I have 2 sets of immutable / mutable types.
@class AAA; @class BBB; @class MutableAAA; @class MutableBBB; @interface AAA : NSObject @property (readonly,nonatomic,copy) BBB* bbb; @end @interface BBB : NSObject @property (readonly,nonatomic,copy) AAA* aaa; @end @interface MutableAAA : AAA @property (readwrite,nonatomic,copy) MutableBBB* bbb; @end @interface MutableBBB : BBB @property (readwrite,nonatomic,copy) MutableAAA* aaa; @end
Since Objective-C supports covariance of the return type, this is completely legal, but the problem is that the two classes reference each other, I donβt know how to tell the MutableBBB compiler MutableBBB subclass BBB before defining it.
Of course, I can fall back to the category to get around this, but I want to define them in the main module of the interface, because this is part of the important definition of the class, and not an additional method.
Clang is currently generating a warning.
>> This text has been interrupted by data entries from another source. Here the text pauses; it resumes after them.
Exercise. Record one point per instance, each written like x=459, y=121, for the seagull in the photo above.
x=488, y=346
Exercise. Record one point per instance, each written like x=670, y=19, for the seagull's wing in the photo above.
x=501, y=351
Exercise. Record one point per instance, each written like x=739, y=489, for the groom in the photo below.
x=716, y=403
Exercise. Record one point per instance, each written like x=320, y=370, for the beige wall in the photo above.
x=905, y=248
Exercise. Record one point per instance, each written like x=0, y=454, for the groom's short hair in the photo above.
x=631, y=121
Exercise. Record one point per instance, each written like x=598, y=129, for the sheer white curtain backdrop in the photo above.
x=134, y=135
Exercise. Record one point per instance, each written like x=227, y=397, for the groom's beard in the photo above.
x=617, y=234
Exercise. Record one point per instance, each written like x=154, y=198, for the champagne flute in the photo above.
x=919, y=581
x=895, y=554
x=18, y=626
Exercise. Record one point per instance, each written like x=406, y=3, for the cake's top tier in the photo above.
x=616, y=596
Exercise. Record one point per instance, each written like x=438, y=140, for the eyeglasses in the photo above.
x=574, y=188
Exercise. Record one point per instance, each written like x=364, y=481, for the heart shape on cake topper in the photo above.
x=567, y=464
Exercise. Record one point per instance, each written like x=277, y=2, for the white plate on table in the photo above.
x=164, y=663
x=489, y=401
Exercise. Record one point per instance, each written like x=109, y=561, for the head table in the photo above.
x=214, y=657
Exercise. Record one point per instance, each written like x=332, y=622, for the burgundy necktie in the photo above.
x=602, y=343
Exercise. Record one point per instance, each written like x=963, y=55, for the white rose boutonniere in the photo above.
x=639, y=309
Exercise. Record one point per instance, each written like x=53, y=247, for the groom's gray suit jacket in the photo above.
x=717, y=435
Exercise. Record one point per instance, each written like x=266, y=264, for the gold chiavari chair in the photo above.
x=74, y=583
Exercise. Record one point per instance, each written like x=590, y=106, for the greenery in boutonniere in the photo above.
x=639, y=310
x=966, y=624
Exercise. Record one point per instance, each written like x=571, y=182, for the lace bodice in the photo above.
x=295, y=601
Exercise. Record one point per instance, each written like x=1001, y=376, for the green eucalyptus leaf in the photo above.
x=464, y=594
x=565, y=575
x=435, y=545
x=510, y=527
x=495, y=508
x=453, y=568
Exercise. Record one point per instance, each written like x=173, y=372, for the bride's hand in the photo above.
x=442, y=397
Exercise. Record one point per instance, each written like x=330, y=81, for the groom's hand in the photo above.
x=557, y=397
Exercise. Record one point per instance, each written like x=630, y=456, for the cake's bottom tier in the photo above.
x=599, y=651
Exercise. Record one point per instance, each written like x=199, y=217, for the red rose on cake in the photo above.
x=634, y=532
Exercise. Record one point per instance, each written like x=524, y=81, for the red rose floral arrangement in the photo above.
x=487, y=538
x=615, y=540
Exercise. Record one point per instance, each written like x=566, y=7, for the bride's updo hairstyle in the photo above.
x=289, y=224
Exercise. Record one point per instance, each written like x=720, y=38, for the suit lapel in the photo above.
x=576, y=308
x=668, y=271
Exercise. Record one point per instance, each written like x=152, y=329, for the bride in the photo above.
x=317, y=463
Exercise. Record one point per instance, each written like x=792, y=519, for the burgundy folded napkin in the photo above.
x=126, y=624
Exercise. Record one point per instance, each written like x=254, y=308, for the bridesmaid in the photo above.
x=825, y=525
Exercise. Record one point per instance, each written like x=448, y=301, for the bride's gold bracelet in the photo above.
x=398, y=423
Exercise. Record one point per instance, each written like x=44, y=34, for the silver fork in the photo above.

How can I do this without warning?
Update
My intention is a mutable class type to enable in-place editing on an object tree. readonly/readwrite doesn't matter. I think I have two options that I want to avoid.
- Use categories.
- Adding a separate modified version access option. (e.g. the
-mutableBytes method in NSMutableData )
I just want to know if there is some unknown function that I don't know yet that activates this cross-reference subclass.